28 april 2021
Welcome to CLEARCUT, a monthly discussion on macro and allocation
Trust history_ April is historically the strongest month of the year for financial markets and 2021 proved bears wrong again. The macro environment remains very supportive as the global economy is approaching peak growth, while central banks contained the rise in bond yields, prolonging goldilocks market conditions. With the S&P 500 up another 5% over the month, how long can this go?

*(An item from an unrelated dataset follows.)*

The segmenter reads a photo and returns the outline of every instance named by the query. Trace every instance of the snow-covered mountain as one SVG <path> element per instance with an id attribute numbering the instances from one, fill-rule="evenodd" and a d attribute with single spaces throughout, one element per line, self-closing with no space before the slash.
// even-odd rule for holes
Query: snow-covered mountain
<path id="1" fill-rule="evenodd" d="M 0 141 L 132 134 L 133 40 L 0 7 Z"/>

Peak growth_ An economic boom was widely anticipated once pandemic-hit sectors could reopen. Still, seeing it happen is always better than just expecting it. In March, US retail sales were up 10% while the private sector created nearly one million jobs. Higher-frequency indicators, such as the weekly Redbook sales suggest another strong inflection point in early April (Exhibit 1). In effect, the boom we had described last month is starting to materialise and puts the US economy on a path to deliver ca. 7% growth this year.
The old man stretches his legs_ The novel development is that Europe is starting to follow suit. With a lag of about 3-4 months, the pace of vaccination has markedly accelerated since March, reaching about 2.5 million daily vaccinations. Several countries started relaxing constraints and the economic inflection is perceptible in business surveys, if not yet in hard data. April services PMIs for example climbed back above 50 for the first time since August 2020. In effect, the pandemic is disappearing as a market issue for developed economies. It remains critical in some emerging markets still battling against the virus, especially India.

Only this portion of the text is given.